Accusations of plagiarism have called McCrory’s credibility into question.
The first accusation of plagiarism against McCrory related to an op-ed he wrote in 2005 for the British Journal of Sports Medicine, which he edited at the time. But Steve Haake, a sports engineering professor in Sheffield, England, noticed that about half of the part had been removed from an article published by Haake five years earlier in Physics World.
This publication did not pursue the case. Last year, Haake raised the issue with the British Journal of Sports Medicine, which eight months later, on February 28, retracted McCrory’s piece due to “unlawful and indefensible copyright infringement”.
Haake was not satisfied.
“I wish there was a punishment for such blatant plagiarism, like there is for students,” haake wrote on the Retraction Watch website. “If someone can steal our words at any time and get away with it, what’s the point?”

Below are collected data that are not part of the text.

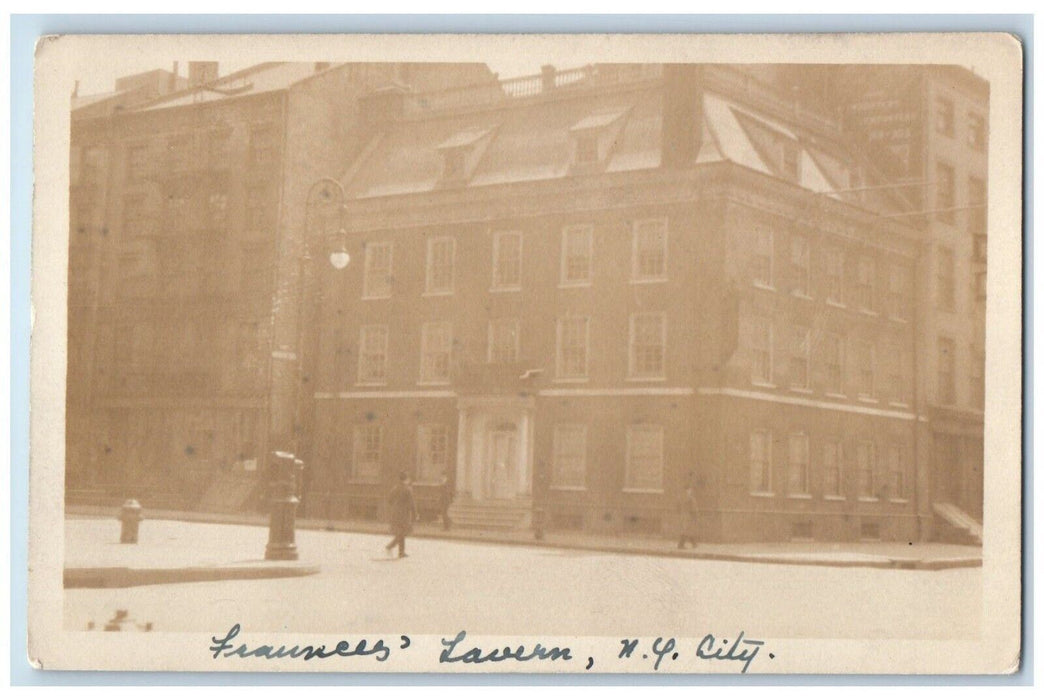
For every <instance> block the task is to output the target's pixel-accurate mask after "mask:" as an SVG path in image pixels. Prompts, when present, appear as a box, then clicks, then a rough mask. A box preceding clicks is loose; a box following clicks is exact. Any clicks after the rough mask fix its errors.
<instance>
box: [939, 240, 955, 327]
mask: <svg viewBox="0 0 1044 700" xmlns="http://www.w3.org/2000/svg"><path fill="white" fill-rule="evenodd" d="M953 267H954V259H953V249H952V248H947V247H945V246H940V248H939V256H938V258H936V259H935V303H936V304H938V305H939V308H941V309H944V310H946V311H952V310H954V302H955V301H956V300H955V296H956V284H955V282H954V270H953Z"/></svg>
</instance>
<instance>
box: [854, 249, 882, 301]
mask: <svg viewBox="0 0 1044 700" xmlns="http://www.w3.org/2000/svg"><path fill="white" fill-rule="evenodd" d="M857 273H858V275H857V277H856V288H855V291H856V303H857V304H858V305H859V308H860V309H862V310H863V311H873V310H874V277H876V275H877V265H876V264H875V262H874V258H870V257H865V256H863V257H861V258H859V266H858V269H857Z"/></svg>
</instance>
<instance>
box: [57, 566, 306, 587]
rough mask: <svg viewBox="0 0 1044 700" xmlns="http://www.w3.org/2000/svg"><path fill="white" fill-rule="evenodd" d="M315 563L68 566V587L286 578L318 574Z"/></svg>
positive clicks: (64, 585) (66, 582) (66, 576)
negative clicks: (120, 565)
mask: <svg viewBox="0 0 1044 700" xmlns="http://www.w3.org/2000/svg"><path fill="white" fill-rule="evenodd" d="M318 573H319V567H318V566H315V565H312V564H298V565H282V566H279V565H274V566H188V567H185V568H128V567H125V566H103V567H77V568H67V569H65V573H64V576H63V586H64V587H65V588H129V587H132V586H150V585H156V584H164V583H196V582H200V581H237V580H251V579H285V578H291V577H300V576H312V575H313V574H318Z"/></svg>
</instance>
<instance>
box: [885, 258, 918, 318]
mask: <svg viewBox="0 0 1044 700" xmlns="http://www.w3.org/2000/svg"><path fill="white" fill-rule="evenodd" d="M909 284H910V271H909V267H907V266H906V265H899V264H896V265H892V267H891V269H889V270H888V316H891V317H892V318H893V319H897V320H903V319H905V318H906V313H907V310H908V309H909V306H910V305H911V304H912V300H911V299H910V298H909V296H910V295H909Z"/></svg>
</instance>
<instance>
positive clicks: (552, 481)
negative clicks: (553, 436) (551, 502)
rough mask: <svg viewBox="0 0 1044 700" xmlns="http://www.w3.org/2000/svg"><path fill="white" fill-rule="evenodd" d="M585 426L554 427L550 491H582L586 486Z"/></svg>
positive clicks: (559, 425)
mask: <svg viewBox="0 0 1044 700" xmlns="http://www.w3.org/2000/svg"><path fill="white" fill-rule="evenodd" d="M586 459H587V426H586V425H555V426H554V448H553V457H552V463H551V488H552V489H583V488H584V487H585V484H586V479H587V477H586V475H585V469H586V467H585V461H586Z"/></svg>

McCrory did not respond to a request for comment, but he told Retraction Watch that the plagiarism case was “isolated”. By then, Nick Brown, a doctor who runs a popular blog documenting flaws in published research, had discovered two other papers McCrory published in the British Journal which had potentially been plagiarized. McCrory said in one, the draft article was uploaded prematurely and he asked the newspaper to remove the article. In the other, he said, the composition did not include the necessary quotation marks.
“In both cases, the errors were neither deliberate nor intentional, but nonetheless require redress because what was published is plagiarism,” McCrory told Retraction Watch. “Once again, I apologize for my mistake.”